Only eight days after seeing Andy Powell’s ‘official’ Wishbone Ash’ over at Wilbarston Hall near Corby it was great now to see Martin Turners version hit the stage, and I know Mick doesn’t agree, but I prefer this version of the band, I love all the theatrics, the sense of fun and the sound of their twin guitars in harmony really took me back to the seventies.
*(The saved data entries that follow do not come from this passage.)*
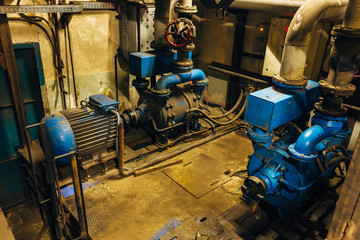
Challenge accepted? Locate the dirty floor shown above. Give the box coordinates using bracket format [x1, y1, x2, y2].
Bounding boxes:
[4, 129, 253, 240]
[64, 130, 253, 240]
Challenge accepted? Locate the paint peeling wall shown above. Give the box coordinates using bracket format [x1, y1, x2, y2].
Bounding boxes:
[6, 0, 130, 113]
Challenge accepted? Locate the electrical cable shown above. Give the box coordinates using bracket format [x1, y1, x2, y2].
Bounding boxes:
[189, 92, 248, 126]
[8, 18, 58, 69]
[66, 19, 78, 106]
[288, 121, 303, 134]
[210, 90, 244, 119]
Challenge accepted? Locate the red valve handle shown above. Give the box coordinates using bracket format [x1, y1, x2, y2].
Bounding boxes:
[165, 20, 192, 48]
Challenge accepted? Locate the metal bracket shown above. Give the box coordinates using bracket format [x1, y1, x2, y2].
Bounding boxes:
[0, 2, 116, 14]
[0, 3, 83, 13]
[74, 1, 116, 10]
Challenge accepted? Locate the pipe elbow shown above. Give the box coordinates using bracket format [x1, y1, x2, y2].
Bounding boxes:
[190, 69, 206, 83]
[155, 74, 181, 91]
[277, 0, 348, 85]
[294, 125, 328, 155]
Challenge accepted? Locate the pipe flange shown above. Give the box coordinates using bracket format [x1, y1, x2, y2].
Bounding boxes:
[151, 87, 171, 97]
[288, 144, 317, 162]
[273, 73, 308, 90]
[314, 102, 347, 117]
[132, 79, 149, 89]
[194, 78, 209, 87]
[332, 25, 360, 39]
[173, 59, 193, 68]
[319, 80, 356, 97]
[248, 128, 273, 143]
[174, 3, 197, 14]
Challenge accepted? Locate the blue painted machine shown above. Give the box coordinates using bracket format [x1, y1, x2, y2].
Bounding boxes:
[241, 81, 352, 215]
[40, 13, 209, 168]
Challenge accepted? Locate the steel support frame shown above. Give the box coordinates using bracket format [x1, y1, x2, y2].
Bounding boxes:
[0, 0, 28, 146]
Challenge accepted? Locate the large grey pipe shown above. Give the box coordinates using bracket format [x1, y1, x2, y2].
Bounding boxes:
[274, 0, 348, 87]
[343, 0, 360, 28]
[229, 0, 305, 13]
[321, 0, 360, 96]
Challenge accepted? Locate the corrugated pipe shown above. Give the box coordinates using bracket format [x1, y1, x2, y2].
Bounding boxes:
[275, 0, 348, 87]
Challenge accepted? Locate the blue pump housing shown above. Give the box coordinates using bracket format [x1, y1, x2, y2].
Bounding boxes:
[242, 81, 351, 215]
[245, 80, 319, 131]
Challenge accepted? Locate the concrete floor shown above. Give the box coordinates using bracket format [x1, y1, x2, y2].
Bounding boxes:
[64, 129, 253, 240]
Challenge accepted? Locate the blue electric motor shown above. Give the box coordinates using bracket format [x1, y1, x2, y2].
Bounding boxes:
[241, 81, 351, 215]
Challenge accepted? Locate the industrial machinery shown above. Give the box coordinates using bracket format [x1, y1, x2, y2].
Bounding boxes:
[38, 0, 248, 172]
[241, 0, 359, 216]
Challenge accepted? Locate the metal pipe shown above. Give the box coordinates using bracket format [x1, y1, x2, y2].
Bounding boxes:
[154, 69, 207, 91]
[228, 0, 348, 17]
[69, 154, 88, 237]
[322, 0, 360, 95]
[38, 123, 67, 239]
[208, 65, 270, 85]
[342, 0, 360, 28]
[277, 0, 348, 86]
[229, 0, 304, 12]
[118, 125, 238, 177]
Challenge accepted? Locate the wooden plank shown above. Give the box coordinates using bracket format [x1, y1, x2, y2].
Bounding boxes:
[327, 137, 360, 240]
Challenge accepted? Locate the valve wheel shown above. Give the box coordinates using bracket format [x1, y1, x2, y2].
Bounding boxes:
[165, 20, 193, 47]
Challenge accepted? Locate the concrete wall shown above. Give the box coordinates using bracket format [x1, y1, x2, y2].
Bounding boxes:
[7, 0, 130, 113]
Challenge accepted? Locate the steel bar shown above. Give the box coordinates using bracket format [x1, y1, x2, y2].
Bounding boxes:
[134, 159, 183, 176]
[53, 150, 76, 160]
[208, 65, 270, 85]
[24, 127, 46, 227]
[73, 1, 116, 10]
[344, 103, 360, 112]
[0, 4, 84, 14]
[69, 154, 88, 238]
[26, 122, 43, 129]
[38, 123, 67, 239]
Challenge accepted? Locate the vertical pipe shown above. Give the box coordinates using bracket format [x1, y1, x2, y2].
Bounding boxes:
[70, 154, 88, 237]
[117, 124, 126, 176]
[276, 0, 348, 87]
[115, 53, 119, 101]
[342, 0, 360, 28]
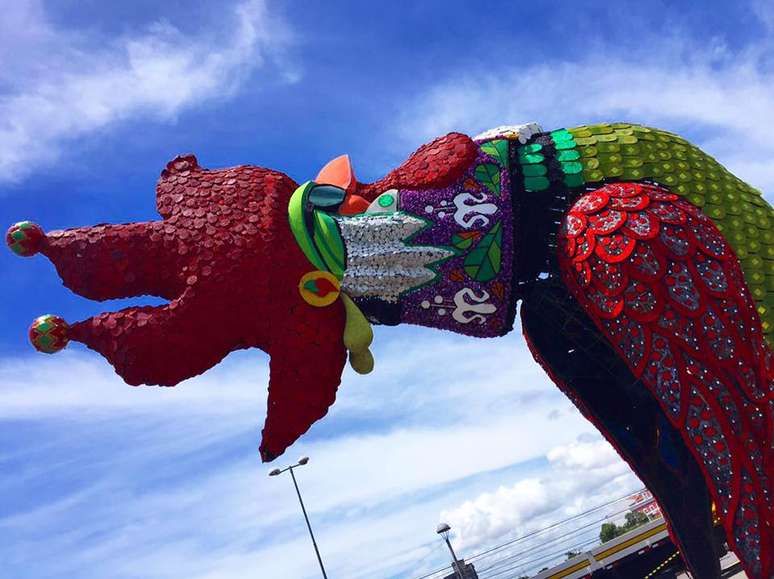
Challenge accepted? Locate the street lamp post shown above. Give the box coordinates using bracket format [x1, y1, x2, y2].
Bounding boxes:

Finally the Hawklords were a dream come true, I first saw them back in 1974 at the Sunderland Mecca on the Space Ritual Tour, then again in about 1985 at Southend Cliffs Pavilion but this gig in 2010 was everything I had hoped for:
Chaotic sounds from which the patterns slowly emerged and then the rhythms repeated as hypnotic laser punctuated visuals filled the hall, and that was just ‘Born to Go’ as the opener. Nik Turner took to the stage in a flashy grey shiny suit and waved enthusiastically with both arms at the crowd. I was back in 1974 and had never realised how prominent and important was the Nik Turner saxophone. ‘Masters of the Universe’ was just out of this world, I tried videoing but I couldn’t help bouncing with the beat and didn’t want to miss a second of this mesmerising show. Then as quick as it started it was over, we were running over an hour over and they had to stop, Nik told us “he would have gone on all night” so no Silver Machine this time.
Thanks ProgBury you sent two middle aged men home very happy and the 76 mile drive seemed well worth the experience, looking forward to next year already. Can we have Uriah Heep, Caravan and Gong but please no ELP?.